The province is spending $5.77 billion on healthcare this year, up by 2.5 percent from last year. It includes $3.5 billion for operating expenses for the Saskatchewan Health Authority. There is also some capital money being allocated within the budget for projects around the province, including the Children’s Hospital in Saskatoon. However, there was no money allocated for the building a new hospital in Weyburn.
Education saw a fairly substantial boost in the area. The government fulfilled the premier’s commitment to increase education funding by $30 million. The intention is to allow school divisions to maintaining, or hiring, up to 400 teachers and other in-school staff.
The education budget also includes $12.2 million in capital funding for the South East Cornerstone Public School Division. It will also increase the preventative maintenance budget by 15%.
The highways and infrastructure budget includes some plans for work in the southeast area. It will start with a 25 kilometre stretch of Highway 35 south of Weyburn. It has been previously revealed the province would like to perform work along 35 from the U.S border north to the Trans-Canada. Due to current traffic volumes on the highway, though, the work is starting close to the U.S. border for the time being.
The twinning project for Highway 39 appears to be all but dead in the water. It was announced the province will begin work on passing lanes for Highway 39 and Highway 6, starting off with the stretch of Highway 6 between Regina and Corinne this summer. This was alluded to in 2016 by Highways and Infrastructure Minister David Marit.
There will be a slight increase in the amount Estevan receives through the grants-in-lieu payments from SaskPower and SaskEnergy, as well as an increase in the SaskEnergy Municipal surcharge.
Overall this year will see the province continue to run a deficit.
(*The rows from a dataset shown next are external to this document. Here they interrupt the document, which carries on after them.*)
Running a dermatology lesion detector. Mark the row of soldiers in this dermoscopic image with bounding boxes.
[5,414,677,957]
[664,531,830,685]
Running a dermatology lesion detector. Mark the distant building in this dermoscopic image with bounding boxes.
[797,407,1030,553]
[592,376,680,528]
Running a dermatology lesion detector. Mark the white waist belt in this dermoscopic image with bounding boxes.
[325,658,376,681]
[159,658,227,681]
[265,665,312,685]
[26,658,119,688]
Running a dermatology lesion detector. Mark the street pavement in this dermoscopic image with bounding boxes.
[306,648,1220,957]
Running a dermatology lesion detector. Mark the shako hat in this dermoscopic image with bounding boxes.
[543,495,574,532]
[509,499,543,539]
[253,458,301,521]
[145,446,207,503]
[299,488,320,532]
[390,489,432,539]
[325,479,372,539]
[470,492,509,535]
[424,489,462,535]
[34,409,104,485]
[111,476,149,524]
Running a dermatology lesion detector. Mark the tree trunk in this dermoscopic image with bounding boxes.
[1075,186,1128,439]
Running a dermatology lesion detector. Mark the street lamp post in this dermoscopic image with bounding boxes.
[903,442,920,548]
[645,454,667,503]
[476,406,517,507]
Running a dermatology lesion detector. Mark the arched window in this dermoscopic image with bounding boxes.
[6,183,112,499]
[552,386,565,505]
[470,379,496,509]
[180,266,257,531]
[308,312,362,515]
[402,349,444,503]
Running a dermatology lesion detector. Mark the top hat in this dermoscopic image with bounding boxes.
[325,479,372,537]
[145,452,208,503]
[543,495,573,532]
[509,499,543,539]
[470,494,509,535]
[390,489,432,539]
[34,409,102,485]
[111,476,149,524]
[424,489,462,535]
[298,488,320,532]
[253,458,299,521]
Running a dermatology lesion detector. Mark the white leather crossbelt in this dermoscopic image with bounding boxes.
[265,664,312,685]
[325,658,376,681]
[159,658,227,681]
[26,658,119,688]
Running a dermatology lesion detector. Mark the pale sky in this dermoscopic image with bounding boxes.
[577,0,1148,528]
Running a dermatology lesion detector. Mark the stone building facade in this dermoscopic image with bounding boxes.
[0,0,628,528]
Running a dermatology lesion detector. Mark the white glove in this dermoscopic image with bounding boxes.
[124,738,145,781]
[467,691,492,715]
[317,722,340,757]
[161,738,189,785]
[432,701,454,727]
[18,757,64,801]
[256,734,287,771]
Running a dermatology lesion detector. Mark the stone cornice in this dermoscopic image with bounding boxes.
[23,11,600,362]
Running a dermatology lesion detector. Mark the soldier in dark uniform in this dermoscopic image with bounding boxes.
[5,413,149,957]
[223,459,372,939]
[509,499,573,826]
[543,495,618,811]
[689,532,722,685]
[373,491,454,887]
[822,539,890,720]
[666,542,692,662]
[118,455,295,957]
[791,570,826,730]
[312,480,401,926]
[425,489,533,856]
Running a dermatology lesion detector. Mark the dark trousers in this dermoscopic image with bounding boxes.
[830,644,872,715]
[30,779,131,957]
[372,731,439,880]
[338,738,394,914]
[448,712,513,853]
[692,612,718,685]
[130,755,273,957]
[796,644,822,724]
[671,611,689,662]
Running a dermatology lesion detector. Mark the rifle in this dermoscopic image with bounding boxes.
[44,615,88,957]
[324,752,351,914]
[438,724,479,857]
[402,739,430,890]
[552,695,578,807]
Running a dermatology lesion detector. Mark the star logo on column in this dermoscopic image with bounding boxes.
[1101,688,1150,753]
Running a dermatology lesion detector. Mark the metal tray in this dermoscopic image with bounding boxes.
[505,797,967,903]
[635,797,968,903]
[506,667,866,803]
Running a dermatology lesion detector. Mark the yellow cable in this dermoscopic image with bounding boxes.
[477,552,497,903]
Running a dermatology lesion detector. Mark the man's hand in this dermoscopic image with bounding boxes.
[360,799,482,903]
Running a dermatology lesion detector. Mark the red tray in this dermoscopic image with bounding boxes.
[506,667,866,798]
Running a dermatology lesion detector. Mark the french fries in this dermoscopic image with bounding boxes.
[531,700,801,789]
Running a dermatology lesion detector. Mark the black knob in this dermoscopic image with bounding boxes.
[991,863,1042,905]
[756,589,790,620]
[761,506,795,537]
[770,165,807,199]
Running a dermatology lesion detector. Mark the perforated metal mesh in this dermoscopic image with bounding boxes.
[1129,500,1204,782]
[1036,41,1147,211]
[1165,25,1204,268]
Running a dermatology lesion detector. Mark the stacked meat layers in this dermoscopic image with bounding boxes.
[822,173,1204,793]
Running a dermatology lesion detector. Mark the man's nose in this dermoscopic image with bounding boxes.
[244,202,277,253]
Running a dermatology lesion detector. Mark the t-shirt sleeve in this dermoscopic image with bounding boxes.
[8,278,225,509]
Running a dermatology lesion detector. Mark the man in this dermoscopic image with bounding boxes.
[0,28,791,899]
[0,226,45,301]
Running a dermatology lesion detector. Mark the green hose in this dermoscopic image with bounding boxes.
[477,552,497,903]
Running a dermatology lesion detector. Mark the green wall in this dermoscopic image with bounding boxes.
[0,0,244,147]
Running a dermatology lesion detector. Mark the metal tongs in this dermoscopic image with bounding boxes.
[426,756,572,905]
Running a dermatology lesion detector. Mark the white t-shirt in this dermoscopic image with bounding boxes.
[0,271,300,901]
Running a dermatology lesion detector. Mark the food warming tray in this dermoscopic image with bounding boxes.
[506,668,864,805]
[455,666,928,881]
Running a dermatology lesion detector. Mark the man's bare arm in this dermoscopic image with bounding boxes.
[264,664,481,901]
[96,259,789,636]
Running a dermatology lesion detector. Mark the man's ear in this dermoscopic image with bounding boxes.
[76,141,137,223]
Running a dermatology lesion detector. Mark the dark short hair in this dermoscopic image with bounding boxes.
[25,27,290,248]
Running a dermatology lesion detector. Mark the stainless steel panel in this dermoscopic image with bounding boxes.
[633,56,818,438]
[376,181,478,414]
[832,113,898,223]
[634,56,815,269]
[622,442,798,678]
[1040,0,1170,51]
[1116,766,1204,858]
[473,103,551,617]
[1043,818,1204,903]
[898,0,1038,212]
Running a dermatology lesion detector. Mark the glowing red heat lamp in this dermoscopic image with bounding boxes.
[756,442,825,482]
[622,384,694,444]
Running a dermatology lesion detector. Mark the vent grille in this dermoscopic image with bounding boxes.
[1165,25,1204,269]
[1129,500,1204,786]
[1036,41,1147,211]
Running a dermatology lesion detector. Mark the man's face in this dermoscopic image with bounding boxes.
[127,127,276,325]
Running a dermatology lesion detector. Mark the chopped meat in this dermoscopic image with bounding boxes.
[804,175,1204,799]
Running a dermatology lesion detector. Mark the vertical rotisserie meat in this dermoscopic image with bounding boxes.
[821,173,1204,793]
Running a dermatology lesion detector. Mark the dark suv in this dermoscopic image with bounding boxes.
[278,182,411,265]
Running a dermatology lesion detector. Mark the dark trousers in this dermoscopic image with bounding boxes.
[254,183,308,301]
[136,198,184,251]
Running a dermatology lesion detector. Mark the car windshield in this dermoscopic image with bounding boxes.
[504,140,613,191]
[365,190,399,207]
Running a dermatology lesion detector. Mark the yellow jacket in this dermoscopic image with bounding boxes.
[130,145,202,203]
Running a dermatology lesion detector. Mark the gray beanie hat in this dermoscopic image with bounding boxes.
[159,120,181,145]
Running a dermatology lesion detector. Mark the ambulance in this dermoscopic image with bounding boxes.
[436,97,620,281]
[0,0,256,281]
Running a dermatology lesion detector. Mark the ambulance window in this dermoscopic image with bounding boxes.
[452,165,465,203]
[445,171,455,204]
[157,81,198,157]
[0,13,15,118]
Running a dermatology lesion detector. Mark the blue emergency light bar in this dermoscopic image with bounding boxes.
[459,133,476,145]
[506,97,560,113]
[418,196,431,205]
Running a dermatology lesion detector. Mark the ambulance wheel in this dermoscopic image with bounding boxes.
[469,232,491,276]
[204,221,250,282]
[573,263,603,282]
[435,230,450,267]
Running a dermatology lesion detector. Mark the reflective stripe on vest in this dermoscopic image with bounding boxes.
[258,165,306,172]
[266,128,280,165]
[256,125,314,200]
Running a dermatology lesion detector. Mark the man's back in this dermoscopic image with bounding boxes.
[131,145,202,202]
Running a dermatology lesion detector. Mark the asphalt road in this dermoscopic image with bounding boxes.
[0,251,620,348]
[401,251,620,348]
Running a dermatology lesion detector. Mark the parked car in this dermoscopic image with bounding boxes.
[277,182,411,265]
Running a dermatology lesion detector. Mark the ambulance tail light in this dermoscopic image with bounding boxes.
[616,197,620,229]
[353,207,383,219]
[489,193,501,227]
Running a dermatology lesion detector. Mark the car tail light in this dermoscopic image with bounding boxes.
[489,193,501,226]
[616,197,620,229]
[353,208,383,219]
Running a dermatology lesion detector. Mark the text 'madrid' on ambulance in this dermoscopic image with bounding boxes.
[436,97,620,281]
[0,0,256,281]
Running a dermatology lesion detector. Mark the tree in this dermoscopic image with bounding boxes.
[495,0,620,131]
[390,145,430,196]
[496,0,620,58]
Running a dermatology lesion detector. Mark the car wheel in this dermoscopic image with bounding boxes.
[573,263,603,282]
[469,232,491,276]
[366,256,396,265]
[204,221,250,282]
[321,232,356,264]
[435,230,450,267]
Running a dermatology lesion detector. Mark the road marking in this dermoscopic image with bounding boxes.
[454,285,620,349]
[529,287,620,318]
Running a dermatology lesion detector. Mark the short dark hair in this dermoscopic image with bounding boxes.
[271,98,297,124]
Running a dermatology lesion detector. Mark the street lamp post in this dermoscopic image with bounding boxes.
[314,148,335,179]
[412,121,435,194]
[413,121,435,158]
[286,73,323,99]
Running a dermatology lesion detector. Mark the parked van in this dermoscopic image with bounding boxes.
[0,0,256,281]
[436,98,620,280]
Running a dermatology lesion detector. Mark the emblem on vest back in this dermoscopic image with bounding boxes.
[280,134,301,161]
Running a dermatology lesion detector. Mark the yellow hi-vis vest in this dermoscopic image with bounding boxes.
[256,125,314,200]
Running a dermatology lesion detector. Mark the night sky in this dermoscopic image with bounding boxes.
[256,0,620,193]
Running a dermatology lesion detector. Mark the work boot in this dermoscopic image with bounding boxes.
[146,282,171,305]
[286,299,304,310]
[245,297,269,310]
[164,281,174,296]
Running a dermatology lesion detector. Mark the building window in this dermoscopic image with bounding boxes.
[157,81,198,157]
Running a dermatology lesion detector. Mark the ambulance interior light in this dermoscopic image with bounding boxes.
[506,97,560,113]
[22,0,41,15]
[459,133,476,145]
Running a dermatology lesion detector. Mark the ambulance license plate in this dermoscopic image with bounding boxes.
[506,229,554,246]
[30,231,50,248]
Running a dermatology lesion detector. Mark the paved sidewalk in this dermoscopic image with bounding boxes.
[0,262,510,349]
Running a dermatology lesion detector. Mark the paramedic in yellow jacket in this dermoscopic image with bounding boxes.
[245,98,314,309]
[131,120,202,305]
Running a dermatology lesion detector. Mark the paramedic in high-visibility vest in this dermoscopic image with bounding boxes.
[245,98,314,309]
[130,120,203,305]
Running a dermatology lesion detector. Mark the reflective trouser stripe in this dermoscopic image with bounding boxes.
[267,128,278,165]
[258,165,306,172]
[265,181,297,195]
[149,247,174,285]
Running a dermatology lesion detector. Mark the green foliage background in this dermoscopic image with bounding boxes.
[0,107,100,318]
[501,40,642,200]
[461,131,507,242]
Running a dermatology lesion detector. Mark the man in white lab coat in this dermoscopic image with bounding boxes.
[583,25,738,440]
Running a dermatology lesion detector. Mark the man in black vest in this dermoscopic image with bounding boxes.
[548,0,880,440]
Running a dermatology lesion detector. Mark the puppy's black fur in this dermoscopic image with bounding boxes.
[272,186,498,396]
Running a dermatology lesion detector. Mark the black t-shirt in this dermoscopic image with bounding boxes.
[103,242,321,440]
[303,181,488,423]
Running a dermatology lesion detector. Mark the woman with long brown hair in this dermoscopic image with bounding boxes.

It will be $365 million this year, but part of the budget is predicated on the royalties earned from natural resources. The current WTI price of crude oil is well above what the government is basing its budget on. It is expected to have $700 million in royalties based on a price of oil at $58.00 a barrel. If oil prices stay above the $60 mark, as they have been for a number of weeks now, it will see the amount of the deficit actually shrink as quarterly reports are prepared by the government.
There are some changes to the provincial sales tax. While it isn’t increasing, the government is generating additional revenue by expanding what it will be applied to. Going forward, the PST exemption for light used vehicles will be removed on Wednesday. This will put Saskatchewan’s treatment of used light vehicles in the same line with the other jurisdictions which have a sales tax. PST will not be charged on vehicles gifted with families, and will not be applied to the private sale of vehicles with a purchase price under $5,000.
The PST exemption for Energy Star appliances is also being discontinued. The province is citing the energy cost savings already provide enough of an incentive for the purchase of the products.
We will continue to work on the coverage of the 2018 provincial budget, including reaction from those who are affected by it, and those who crafted it.